Kerem çıldırmak üzereydi.

"Asef..."

"Kerem." dedi alay dolu bir sesle. Ardından sırtını kapıdan ayırdı ve Kerem'e bir adım attı. "Sen benim sevgilim misin ya da flörtüm?"

Kerem sadece öfkeli gözlerle ona bakıyor, cevap vermiyordu. Asef bir süre bekledi ve ardından gülümsedi.

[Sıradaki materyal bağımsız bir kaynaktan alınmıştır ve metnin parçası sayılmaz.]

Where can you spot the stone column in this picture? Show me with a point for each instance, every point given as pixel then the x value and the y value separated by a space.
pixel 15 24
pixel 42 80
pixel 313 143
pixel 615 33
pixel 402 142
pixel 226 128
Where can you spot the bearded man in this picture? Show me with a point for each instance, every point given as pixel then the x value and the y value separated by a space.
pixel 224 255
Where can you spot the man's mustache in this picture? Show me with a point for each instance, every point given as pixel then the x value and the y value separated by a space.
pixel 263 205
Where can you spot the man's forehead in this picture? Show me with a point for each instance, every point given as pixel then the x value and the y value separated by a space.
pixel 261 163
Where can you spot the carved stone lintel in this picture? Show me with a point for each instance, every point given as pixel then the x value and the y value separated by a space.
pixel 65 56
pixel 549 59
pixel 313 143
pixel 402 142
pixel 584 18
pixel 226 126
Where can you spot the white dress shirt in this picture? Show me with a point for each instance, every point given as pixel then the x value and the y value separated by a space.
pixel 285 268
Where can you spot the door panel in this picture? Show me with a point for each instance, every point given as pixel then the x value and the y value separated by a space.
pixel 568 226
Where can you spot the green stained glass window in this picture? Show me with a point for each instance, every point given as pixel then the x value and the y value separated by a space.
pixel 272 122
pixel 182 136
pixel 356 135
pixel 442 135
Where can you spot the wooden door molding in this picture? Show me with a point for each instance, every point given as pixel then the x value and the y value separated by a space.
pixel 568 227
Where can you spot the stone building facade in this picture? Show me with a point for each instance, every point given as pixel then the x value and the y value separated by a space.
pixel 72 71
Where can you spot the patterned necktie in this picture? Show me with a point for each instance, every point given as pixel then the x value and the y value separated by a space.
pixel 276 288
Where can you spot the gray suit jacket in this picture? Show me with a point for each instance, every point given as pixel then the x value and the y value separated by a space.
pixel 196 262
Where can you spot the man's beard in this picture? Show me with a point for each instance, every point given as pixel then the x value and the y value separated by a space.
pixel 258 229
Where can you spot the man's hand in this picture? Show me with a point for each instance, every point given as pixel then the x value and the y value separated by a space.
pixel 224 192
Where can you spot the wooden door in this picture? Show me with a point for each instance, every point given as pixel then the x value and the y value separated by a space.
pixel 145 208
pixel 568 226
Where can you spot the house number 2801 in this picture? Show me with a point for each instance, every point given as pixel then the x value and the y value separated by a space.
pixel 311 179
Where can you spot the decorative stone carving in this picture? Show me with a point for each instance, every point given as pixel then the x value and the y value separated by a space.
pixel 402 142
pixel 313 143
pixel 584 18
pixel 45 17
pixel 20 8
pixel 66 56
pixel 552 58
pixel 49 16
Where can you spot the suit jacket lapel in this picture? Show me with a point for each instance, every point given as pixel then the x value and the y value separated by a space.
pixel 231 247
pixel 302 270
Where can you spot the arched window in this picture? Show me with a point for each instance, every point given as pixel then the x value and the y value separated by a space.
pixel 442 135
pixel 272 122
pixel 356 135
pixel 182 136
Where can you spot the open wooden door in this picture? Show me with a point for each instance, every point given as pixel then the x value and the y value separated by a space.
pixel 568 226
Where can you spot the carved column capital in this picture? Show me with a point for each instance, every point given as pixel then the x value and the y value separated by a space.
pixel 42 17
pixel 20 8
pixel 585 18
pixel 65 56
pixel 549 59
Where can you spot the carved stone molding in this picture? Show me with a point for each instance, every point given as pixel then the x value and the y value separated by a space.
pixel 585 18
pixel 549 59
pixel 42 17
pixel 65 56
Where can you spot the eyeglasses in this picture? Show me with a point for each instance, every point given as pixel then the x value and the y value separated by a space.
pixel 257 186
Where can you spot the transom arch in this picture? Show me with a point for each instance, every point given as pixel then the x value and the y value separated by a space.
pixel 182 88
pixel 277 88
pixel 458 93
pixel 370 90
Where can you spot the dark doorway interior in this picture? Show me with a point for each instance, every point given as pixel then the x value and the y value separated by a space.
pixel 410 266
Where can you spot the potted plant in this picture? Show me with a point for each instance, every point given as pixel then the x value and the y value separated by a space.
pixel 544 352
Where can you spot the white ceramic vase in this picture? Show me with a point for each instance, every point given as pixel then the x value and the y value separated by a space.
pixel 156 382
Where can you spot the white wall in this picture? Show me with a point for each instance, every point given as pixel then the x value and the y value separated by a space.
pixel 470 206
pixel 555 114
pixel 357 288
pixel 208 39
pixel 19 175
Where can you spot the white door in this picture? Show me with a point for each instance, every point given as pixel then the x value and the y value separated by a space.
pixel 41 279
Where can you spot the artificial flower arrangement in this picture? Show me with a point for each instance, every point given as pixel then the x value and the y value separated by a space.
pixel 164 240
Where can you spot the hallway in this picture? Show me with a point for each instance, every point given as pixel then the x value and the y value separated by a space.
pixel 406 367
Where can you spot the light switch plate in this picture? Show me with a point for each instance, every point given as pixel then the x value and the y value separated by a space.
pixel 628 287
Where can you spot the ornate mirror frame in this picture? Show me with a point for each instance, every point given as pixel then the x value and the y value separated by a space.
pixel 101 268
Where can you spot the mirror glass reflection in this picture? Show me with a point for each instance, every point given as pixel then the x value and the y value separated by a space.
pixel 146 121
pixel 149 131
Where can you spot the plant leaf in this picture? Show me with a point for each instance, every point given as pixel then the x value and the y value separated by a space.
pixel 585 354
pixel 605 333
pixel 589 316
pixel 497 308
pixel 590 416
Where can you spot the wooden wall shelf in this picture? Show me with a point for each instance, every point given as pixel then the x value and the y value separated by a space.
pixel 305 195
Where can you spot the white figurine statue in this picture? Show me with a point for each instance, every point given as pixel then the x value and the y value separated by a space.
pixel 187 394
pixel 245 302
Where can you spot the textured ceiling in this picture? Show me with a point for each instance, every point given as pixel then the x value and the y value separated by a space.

"Benden etkilendiğini ya da biraz yükseklerden uçayım... bana aşık olduğunu kendine bile itiraf edemeyecek kadar korkaksın. Bir erkekle her gece öpüşen homofobiksin..." diye sıraladı tam dibine gelirken. Şimdi nefesini hissediyordu yüzünde.

"Böyle birinin sinirlenmeye hakkı yok. Madem itiraf etmeye götün yemiyor, sinirlerine de hakim ol."

Kerem yumruklarını sıkıp sadece gözlerinin içine bakarken Asef ilk sıkılı yumruklara daha sonra da Kerem'e alayla baktı ve kafasını salladı.

Gülümseyerek arkasını dönüp tuvaletten çıktı. Kapı kapandığında dışarıdan gelen boğuk müziğin sesi geliyordu sadece.

Kerem gözlerini kapatıp sakin olmaya çalışıyordu ama bu imkansızdı.